Hasil penelitian ini mendukung hasil penelitian yang dilakukan oleh


Rudiansya (2003) bahwa Kontribusi pajak daerah dan retribusi daerah masih
43

fluktuatif. Dalam Harianto (2007) disebutkan bahwa pendapatan asli daerah yang
semakin tinggi akan merangsang pemerintah daerah untuk lebih meningkatkan
mutu pelayanannya kepada publik.

Fenomena yang ada menyebutkan pengendalian dan pengelolaan


penerimaan daerah di Provinsi Kalimantan Barat yang belum memadai
dikarenakan penatausahaan piutang pajak dan retribusi daerah tidak tertib,
Berdasarkan hasil penelitian dapat diketahui bahwa Dalam rangka meningkatkan
pendapatan daerah, sektor retribusi daerah merupakan sektor yang sangat besar
untuk digali dan diperluas pengelolaannya, karena retribusi daerah dipungut atas
balas jasa yang disediakan pemerintah.
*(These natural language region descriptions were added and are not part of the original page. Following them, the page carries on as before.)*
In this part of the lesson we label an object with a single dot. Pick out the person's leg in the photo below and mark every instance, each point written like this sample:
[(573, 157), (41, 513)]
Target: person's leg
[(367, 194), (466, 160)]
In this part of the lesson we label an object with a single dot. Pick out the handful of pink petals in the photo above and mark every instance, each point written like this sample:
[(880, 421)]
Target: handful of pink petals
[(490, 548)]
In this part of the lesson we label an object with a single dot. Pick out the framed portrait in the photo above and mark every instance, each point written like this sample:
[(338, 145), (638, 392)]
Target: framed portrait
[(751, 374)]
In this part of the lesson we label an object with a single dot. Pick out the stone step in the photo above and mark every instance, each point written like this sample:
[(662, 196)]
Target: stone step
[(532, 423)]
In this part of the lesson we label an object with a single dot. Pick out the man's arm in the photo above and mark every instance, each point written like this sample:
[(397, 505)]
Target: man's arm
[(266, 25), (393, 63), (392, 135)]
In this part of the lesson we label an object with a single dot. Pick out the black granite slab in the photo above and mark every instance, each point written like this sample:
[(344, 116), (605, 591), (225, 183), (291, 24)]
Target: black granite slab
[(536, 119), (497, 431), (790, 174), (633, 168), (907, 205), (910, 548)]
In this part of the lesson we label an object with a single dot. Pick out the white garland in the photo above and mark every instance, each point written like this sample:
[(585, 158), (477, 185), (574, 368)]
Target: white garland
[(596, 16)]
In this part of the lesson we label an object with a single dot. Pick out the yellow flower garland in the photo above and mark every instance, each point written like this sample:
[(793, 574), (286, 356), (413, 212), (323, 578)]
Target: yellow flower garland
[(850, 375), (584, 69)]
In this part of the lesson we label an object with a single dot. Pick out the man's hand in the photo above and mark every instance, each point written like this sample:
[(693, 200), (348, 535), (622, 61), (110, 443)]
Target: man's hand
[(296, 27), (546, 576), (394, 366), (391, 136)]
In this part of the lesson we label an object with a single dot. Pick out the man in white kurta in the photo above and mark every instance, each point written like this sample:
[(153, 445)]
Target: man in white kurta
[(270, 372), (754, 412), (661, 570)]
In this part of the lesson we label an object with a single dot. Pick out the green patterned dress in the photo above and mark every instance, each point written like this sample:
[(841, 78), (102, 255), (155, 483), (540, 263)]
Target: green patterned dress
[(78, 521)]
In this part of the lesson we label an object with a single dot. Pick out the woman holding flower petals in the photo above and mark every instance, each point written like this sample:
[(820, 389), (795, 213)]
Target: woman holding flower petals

Sedangkan pajak daerah dan retribusi
daerah merupakan primadona untuk penerimaan daerah yang penerimaannya
dapat diandalkan dan dioptimalkan sesuai dengan kemampuan di tiap-tiap
kabupaten/kota di Provinsi Kalimantan Barat yang diketahui bahwa setiap
kabupaten/kota memiliki potensi yang berbeda-beda.

Maka dari itu, pajak daerah dan retribusi daerah sebagai sumber
penerimaan yang dapat diandalkan dan digali potensinya oleh daerah untuk
belanja daerah atau dengan kata lain membantu dalam pembiayaan dan
pembangunan pada setiap kab/kota. Ini menunjukkan bahwa hasil penelitian ini
menjawab fenomena yang terjadi bahwa pajak daerah dan retribusi daerah dapat
ditingkatkan dalam pengelolaan dan pengendaliannya untuk menunjang belanja
daerah dalam pembiayaan dan pembangunan daerah.